A proposta de implantar a tarifa zero no transporte público em todo o Brasil pode ter um custo bilionário para os cofres públicos e ainda carece de um estudo técnico detalhado. Entidades ligadas ao setor de transporte e às prefeituras estimam que o gasto anual variaria entre R$ 90 bilhões e R$ 200 bilhões, dependendo do cenário e do aumento da demanda após a adoção da gratuidade.
O tema ganhou força política com o interesse do presidente Luiz Inácio Lula da Silva e do PT em incluir o programa como uma das principais bandeiras na campanha pela reeleição em 2026. Apesar do apelo social, especialistas alertam para os desafios fiscais, operacionais e regulatórios de um projeto dessa dimensão.
O diretor de gestão da Associação Nacional das Empresas de Transportes Urbanos (NTU), Marcos Bicalho dos Santos, estima que a implementação nacional custaria cerca de R$ 90 bilhões anuais, considerando o custo atual do sistema, o investimento adicional necessário para atender à nova demanda e o valor já subsidiado pelos governos. “Um programa desse porte precisa de planejamento. Envolve aumento de frota, ajustes em contratos e fonte estável de financiamento. Não é possível improvisar”, afirmou.
Segundo Bicalho, nas grandes regiões metropolitanas o desafio é ainda maior, por causa da integração de modais como metrôs, trens e barcas. “Quando o passageiro mora em uma cidade e trabalha em outra, o sistema se torna mais complexo. É preciso prever o impacto sobre a demanda e evitar colapsos operacionais”, explicou.
A Confederação Nacional dos Municípios (CNM) apresenta um cenário mais pessimista. Para o presidente da entidade, Paulo Ziulkoski, o custo total poderia alcançar R$ 200 bilhões por ano, considerando o aumento expressivo de passageiros. Ele critica o que chama de caráter precipitado e político da proposta. “É estarrecedor discutir algo dessa magnitude sem saber quem vai pagar a conta. As prefeituras não têm recursos para bancar uma gratuidade total”, afirmou.

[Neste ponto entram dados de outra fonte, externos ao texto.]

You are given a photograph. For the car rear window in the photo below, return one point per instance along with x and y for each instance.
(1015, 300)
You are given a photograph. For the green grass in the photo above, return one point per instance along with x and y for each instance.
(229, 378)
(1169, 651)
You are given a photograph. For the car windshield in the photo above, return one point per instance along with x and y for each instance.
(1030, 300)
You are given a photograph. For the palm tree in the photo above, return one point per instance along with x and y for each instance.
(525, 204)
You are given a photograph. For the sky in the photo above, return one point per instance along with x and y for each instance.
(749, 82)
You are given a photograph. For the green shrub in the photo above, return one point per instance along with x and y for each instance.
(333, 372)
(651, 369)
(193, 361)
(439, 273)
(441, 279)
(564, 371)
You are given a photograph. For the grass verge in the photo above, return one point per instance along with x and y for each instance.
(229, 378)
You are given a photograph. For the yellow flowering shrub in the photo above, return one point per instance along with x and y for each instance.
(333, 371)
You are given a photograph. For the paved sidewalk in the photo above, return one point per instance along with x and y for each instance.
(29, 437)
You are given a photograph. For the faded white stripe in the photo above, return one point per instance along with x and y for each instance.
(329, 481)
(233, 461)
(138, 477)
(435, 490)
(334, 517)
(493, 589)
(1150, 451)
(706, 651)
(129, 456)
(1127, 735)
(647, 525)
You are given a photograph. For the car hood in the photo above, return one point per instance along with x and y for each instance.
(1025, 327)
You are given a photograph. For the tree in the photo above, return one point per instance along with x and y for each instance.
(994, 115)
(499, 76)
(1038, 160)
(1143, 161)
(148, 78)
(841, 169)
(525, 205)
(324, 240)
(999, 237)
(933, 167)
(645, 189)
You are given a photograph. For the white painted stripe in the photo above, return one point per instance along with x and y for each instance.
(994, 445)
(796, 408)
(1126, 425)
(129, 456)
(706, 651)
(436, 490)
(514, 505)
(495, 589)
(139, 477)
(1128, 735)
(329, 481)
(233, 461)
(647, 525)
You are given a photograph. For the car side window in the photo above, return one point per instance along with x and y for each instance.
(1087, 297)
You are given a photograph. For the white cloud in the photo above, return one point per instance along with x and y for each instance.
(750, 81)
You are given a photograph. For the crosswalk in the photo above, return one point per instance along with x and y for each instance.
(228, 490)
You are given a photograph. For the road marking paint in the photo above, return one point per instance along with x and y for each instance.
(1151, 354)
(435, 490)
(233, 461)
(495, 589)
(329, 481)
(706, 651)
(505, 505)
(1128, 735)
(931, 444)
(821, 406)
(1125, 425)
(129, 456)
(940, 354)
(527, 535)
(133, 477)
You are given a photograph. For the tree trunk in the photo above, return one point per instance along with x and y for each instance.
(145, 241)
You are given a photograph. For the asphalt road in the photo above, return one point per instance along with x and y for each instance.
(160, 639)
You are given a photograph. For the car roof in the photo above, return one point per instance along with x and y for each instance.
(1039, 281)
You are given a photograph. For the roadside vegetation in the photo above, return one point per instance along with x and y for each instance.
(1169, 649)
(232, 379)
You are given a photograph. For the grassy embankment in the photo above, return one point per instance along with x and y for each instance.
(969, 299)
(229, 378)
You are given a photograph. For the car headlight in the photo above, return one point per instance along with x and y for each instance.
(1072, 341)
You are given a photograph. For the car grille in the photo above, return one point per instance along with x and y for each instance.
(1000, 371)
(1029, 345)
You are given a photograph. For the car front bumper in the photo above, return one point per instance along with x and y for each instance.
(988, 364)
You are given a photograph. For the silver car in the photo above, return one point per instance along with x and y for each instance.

Ziulkoski teme que as prefeituras sejam pressionadas a aderir ao programa e depois fiquem sem apoio federal. “Historicamente, a União promete subsídios e depois se afasta, deixando os municípios com a responsabilidade e a insatisfação da população”, disse.
No Distrito Federal, o secretário de Transporte e Mobilidade, Zeno José Andrade Gonçalves, compartilha das mesmas preocupações. Ele lembra que o DF é a unidade da federação com maior programa de subsídios ao transporte público e que, mesmo assim, o sistema custa R$ 2,9 bilhões por ano, sendo R$ 2 bilhões pagos pelo próprio governo local. “Se o governo federal bancasse o restante, a tarifa seria gratuita, mas a demanda dobraria, e o custo poderia subir para R$ 5,8 bilhões”, alertou.
Apesar dos desafios, Gonçalves reconhece que o impacto social da tarifa zero é positivo. No DF, onde há gratuidade aos domingos, o transporte passou a atrair novos usuários, gerando mais movimento no comércio e em áreas de lazer. “Os benefícios existem, mas o custo é alto. É preciso planejamento e responsabilidade fiscal”, disse.
Para Gilberto Perre, secretário-executivo da Frente Nacional de Prefeitos (FNP), o debate é importante, mas deve ser gradual. Ele cita exemplos da Europa, como a Alemanha, onde o bilhete mensal de €50 foi reduzido para €9 durante a pandemia, provocando superlotação nos transportes. “Nem os alemães estavam preparados para o aumento de demanda. É um modelo que exige estrutura e tempo para ser implementado com sucesso”, afirmou.
O consenso entre prefeitos e especialistas é que a tarifa zero tem apelo popular, mas não pode ser lançada sem um desenho financeiro claro. A medida exigiria uma combinação de subsídios federais e municipais, ampliação de infraestrutura e revisão de contratos. Sem isso, alertam, o sonho da gratuidade pode virar um colapso nos transportes urbanos.